There’s A Fungus Among Us

August 31, 2012

Most days when I come home there are mushrooms in the yard. I have to pick them or the dogs might eat them or just grab them up with their mouths, and they could be poisonous. The mushrooms, that is, not the dogs’ mouths. If you think that’s a dumb thing to do remember that dogs don’t have opposable thumbs so they can’t pull out a mushroom reference book and say, "Oh, that’s an Amanita phalloides, I’d better not eat that."

Not that reference books are necessarily a lot of help either, at least when it comes to mushrooms, because so many mushrooms look alike. When I was a kid we had a next door neighbor who had a whole shelf of mushroom books. I used to love looking through them, amazed that fungi come in such a staggering array of shapes and every color of the rainbow. They’re still absolutely amazing to me. I think it’s because I’ve always liked eating mushrooms, but also when I was young, even before our neighbor with all the mushroom books had moved in, my mother had a big ficus tree in the living room. One late spring three perfect bright yellow mushrooms popped up in it. They were so beautiful my mother thought I’d made them out of clay, but they were real mushrooms. Why’d they appear just then? Probably because mushrooms need to have all conditions optimally in their favor. They’re just like the Chicago Cubs winning a game.

Mushrooms will only appear when everything–light, temperature, humidity, real estate prices–is exactly right. I also remember the first fairy ring I ever saw. People sometimes ask me, because they know I’m a trove of useless information, how mushrooms manage to form fairy rings. And it’s really simple: the mushrooms are merely the fruit of a much larger organism. Imagine an apple tree underground and pushing its apples up through the soil. I learned that from my neighbors’ mushroom books. I also learned that there are a few mushrooms that are not only edible but have some really interesting side effects. They can allow you to taste colors for a few hours, or cause you to strip naked and run through public parks while singing Harry Nilsson’s "I Will Take You There". That’s why you have to be careful about the mushrooms you eat. If decide to make a gourmet organic pizza one night with vegetables from your own garden and you wake up in the okapi exhibit at the zoo with no idea of how you got there you probably picked the wrong kind of mushrooms.

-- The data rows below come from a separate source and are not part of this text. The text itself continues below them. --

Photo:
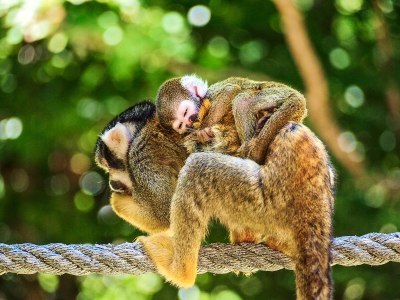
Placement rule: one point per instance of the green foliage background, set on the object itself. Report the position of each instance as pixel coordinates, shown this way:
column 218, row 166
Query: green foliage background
column 68, row 67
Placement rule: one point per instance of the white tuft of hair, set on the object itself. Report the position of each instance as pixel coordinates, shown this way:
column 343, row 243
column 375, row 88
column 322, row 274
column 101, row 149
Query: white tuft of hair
column 195, row 85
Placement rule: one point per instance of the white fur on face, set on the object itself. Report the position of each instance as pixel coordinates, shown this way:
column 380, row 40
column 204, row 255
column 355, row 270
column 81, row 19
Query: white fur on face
column 196, row 86
column 118, row 139
column 181, row 121
column 123, row 177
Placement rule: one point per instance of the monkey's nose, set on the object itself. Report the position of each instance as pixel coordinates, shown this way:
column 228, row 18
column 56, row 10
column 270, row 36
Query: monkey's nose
column 193, row 118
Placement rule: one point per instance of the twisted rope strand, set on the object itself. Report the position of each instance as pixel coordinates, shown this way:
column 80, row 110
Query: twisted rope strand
column 129, row 258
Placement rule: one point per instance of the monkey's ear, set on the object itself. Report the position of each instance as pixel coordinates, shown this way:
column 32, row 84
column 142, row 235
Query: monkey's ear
column 196, row 86
column 117, row 139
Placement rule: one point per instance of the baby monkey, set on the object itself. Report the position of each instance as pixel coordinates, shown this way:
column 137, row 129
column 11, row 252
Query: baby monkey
column 235, row 103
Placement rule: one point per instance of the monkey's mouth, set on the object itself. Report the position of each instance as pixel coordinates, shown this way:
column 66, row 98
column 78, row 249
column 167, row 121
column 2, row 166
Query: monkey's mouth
column 194, row 118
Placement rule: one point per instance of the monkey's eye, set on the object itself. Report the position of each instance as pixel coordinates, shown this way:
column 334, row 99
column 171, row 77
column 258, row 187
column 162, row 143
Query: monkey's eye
column 118, row 187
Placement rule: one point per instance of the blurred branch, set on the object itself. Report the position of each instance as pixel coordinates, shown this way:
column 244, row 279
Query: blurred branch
column 386, row 56
column 316, row 87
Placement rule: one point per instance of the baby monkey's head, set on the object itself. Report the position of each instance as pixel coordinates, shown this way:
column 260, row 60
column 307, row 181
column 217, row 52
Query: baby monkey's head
column 178, row 102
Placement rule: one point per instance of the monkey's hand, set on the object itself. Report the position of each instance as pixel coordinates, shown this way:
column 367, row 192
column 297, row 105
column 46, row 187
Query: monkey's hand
column 204, row 135
column 203, row 110
column 159, row 247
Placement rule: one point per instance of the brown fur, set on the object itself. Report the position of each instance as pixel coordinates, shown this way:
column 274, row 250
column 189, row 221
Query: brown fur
column 288, row 200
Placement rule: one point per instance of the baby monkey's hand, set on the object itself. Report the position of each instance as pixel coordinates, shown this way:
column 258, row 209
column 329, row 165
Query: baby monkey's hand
column 204, row 135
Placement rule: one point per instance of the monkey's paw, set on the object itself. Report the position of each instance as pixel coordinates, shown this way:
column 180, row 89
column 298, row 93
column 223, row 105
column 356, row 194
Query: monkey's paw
column 159, row 247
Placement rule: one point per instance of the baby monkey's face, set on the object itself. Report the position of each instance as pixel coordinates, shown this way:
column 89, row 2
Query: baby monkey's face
column 185, row 114
column 193, row 90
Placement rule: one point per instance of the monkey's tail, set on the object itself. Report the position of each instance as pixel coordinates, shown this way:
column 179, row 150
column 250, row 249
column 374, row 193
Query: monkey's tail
column 313, row 262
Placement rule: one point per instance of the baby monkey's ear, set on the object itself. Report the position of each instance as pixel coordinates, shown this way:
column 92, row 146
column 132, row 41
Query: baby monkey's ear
column 196, row 86
column 117, row 139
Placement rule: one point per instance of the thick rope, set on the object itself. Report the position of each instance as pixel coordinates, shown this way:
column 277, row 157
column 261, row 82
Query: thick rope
column 129, row 258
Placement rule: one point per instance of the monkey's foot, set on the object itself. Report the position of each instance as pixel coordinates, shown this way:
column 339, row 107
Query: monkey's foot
column 244, row 236
column 204, row 135
column 159, row 247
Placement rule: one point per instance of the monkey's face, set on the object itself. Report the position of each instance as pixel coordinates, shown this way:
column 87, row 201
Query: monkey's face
column 185, row 114
column 178, row 102
column 111, row 156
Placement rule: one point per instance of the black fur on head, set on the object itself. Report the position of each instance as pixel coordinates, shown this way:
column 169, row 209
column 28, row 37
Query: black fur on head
column 139, row 114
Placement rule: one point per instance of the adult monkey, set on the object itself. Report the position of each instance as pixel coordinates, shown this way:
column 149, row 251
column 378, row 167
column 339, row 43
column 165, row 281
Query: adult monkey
column 289, row 199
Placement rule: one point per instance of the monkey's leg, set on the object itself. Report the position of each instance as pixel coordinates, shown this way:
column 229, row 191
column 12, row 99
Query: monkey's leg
column 244, row 235
column 312, row 262
column 204, row 189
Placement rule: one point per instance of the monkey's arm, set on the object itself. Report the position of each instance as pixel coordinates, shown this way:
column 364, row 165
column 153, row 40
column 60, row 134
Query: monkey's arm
column 221, row 102
column 279, row 105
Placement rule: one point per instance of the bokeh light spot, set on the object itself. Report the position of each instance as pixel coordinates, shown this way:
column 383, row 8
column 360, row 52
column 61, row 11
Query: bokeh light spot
column 386, row 6
column 305, row 5
column 19, row 180
column 8, row 83
column 387, row 141
column 149, row 284
column 10, row 128
column 218, row 47
column 79, row 163
column 14, row 36
column 107, row 215
column 349, row 6
column 251, row 52
column 339, row 58
column 90, row 108
column 26, row 55
column 173, row 22
column 113, row 35
column 58, row 43
column 91, row 183
column 59, row 184
column 347, row 141
column 375, row 196
column 199, row 15
column 354, row 96
column 107, row 19
column 83, row 202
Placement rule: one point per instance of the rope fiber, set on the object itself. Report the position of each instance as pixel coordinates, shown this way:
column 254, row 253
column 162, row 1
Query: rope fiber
column 129, row 258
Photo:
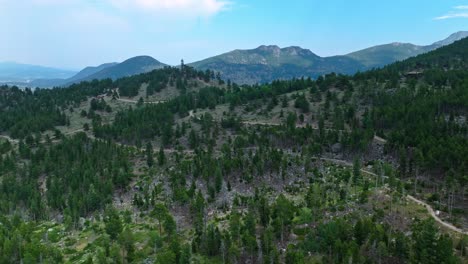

According to my neighbor there are a few kinds of edible wild mushrooms that anybody can identify that are delicious. Morels, he told me, are a good example of this, although you should cut them in half to make sure they’re not false morels, which can be poisonous. Inky caps are also easy to identify because after a few hours they turn into a completely inedible mush. And puffballs, he told me, are excellent when fried, but, like morels, you have to cut them in half because what looks like a puffball might really be an immature destroying angel, which can kill you in a matter of hours. That always makes me wonder how people figured out which mushrooms were edible and which weren’t in the first place. There must have been a lot of trial and error, and when the error didn’t result in sitting back and saying, "Mmmm, pumpkin!" while the walls melted around you it resulted in nausea, convulsions, kidney failure, and death. It’s been said that the first person to eat an oyster must have been very brave. I’d say the second person to eat a mushroom was braver. And even a long time after people thought they had a pretty good idea which mushrooms were poisonous and which weren’t mistakes were made.

There’s a theory that emperor Claudius died from eating poisonous mushrooms, although so many people wanted Claudius dead at that point that his wife probably gave the cook some mushrooms and said "Don’t bother cutting these in half." You’d have to be pretty sadistic to rub someone out with mushrooms, though, because it’s a horrible way to die. Claudius’s predecessor was Caligula, who was stabbed more than fifty times by his own guards, and his last words were "Well at least I didn’t have to eat any mushrooms."